Leakey Calls on Developed Nations to Help Save the Mountain Gorilla

According to noted Kenyan environmentalist Richard Leakey, mankind’s closest animal relatives, the great apes, are facing extinction and need urgent action in order to survive.

Leakey said the combined threat from human population expansion, poaching for bushmeat and uncontrolled logging was such that gorillas, chimpanzees, bonobos and orangutans need large tracts of land fenced off for their safety. Experience in Kenya, where Leakey was head of the Wildlife Service from 1989 to 1994, showed that fencing an area dramatically reduced the population pressure and poaching.

The United Nations estimates there are some 450,000 great apes left in the world and conservationists fear they could become extinct within 10 to 15 years if no action is taken.
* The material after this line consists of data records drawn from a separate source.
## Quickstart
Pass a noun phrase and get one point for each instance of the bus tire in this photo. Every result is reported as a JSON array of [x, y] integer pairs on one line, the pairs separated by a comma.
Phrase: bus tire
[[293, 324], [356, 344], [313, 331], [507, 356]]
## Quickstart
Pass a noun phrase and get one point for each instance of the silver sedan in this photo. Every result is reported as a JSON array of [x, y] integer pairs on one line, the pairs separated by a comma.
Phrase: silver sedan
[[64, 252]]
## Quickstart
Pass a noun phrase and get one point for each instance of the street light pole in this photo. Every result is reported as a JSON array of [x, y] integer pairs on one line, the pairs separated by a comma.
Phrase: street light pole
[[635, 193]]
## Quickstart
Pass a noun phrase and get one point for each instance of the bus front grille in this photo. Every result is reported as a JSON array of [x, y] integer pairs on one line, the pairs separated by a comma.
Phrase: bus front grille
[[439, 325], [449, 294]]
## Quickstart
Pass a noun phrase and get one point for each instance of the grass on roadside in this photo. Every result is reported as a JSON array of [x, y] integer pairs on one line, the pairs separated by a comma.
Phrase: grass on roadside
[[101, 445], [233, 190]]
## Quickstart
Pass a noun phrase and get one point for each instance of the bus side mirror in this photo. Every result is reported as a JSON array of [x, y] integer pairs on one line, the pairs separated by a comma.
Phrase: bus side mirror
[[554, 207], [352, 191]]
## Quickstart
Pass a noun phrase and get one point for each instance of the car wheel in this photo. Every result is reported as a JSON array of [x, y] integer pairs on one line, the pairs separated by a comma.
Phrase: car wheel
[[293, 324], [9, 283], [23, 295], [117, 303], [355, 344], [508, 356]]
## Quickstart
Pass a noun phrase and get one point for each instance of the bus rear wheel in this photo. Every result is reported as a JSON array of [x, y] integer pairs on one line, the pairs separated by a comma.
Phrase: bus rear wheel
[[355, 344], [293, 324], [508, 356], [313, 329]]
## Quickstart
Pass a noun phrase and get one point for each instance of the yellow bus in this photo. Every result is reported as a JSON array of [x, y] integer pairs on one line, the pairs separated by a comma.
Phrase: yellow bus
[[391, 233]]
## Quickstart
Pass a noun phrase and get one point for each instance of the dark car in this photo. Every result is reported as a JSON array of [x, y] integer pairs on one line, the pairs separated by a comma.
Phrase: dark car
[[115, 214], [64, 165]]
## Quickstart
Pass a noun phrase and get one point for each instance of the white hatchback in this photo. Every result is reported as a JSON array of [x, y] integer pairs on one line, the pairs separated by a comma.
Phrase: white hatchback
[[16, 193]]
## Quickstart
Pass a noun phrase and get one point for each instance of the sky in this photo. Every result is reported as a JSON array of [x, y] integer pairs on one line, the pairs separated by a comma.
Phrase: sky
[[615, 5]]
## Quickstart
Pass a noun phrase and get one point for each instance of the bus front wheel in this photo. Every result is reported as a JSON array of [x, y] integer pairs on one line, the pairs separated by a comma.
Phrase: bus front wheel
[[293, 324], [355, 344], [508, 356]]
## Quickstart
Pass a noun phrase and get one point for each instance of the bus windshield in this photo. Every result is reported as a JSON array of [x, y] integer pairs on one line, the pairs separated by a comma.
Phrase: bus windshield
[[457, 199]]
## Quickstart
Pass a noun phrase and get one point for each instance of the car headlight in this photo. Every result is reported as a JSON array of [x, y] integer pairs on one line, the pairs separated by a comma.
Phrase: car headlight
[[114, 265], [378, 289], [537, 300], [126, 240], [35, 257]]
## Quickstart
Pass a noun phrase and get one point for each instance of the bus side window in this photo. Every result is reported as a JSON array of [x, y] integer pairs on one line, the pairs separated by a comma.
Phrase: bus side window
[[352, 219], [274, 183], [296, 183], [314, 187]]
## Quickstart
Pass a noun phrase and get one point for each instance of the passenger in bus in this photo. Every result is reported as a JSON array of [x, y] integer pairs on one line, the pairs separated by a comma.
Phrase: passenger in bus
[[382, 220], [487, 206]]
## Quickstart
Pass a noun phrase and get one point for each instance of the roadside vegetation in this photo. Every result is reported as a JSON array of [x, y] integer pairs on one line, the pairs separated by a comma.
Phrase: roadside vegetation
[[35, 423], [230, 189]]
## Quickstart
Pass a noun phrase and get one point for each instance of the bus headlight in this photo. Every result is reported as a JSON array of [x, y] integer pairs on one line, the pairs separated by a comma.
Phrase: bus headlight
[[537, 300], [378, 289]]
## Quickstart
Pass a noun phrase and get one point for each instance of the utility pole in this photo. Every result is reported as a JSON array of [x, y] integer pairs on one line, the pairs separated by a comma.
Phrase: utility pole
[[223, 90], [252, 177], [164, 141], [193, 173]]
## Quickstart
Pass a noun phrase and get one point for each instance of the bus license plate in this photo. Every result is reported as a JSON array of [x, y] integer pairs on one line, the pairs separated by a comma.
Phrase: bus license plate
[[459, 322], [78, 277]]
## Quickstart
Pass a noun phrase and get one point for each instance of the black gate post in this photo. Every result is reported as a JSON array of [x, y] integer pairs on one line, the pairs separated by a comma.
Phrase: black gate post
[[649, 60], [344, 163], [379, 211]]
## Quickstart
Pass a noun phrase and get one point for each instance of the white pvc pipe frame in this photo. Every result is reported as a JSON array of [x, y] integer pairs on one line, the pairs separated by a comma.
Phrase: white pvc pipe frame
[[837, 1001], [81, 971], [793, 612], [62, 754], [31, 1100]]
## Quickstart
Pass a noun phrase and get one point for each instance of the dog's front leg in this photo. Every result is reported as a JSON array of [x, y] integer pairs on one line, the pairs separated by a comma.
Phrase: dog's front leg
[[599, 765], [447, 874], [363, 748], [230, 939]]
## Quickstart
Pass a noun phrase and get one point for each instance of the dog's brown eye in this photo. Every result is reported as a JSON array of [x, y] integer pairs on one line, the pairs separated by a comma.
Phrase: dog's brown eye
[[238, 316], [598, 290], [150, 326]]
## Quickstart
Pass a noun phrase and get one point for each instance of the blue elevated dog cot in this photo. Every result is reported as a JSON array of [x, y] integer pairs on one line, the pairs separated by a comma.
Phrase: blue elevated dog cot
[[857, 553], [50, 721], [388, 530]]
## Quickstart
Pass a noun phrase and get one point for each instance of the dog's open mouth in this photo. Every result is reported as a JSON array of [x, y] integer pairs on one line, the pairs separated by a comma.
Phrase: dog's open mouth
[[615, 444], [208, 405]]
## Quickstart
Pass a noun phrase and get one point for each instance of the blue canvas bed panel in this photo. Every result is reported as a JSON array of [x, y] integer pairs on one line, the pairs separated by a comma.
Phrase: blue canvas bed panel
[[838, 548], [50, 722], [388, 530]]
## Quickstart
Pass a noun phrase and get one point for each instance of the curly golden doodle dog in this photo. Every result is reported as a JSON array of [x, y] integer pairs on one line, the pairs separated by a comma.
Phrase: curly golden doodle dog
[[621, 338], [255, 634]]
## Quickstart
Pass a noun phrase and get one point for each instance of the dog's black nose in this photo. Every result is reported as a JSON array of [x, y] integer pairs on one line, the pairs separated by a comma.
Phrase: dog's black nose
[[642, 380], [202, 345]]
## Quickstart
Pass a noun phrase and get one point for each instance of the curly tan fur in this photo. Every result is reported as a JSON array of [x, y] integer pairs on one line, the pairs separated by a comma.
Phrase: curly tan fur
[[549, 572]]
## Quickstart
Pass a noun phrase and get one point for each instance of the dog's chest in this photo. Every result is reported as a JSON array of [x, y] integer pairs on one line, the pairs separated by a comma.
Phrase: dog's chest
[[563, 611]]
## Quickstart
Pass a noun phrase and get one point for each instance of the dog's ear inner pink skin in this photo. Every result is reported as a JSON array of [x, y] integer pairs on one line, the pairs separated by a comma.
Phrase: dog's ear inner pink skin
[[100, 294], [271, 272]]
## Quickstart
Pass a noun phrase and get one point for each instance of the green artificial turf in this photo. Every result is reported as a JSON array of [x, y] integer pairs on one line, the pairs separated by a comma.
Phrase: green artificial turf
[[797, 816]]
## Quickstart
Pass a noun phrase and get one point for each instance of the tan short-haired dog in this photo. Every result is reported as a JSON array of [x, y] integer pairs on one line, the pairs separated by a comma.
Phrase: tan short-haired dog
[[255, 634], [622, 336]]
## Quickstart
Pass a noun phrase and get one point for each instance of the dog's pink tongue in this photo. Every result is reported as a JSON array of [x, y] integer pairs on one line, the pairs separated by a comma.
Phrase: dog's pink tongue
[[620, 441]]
Leakey, a paleoanthropologist, conservationist and politician who has spent a lifetime in the public eye, called on businesses and government not only to come up with money but also exert leverage to put great apes on the international agenda.

He said the poorer nations in Africa and Asia with threatened great apes could not be expected to shoulder all the cost themselves. “The world must wake up to the fact that poor countries can’t bear the financial burden and arrest their development simply because the richer countries feel sentimental,” he says.

Leakey is heading the U.N.-based Great Apes Survival Project campaign to raise a minimum of $25 million to be spent over the next three years.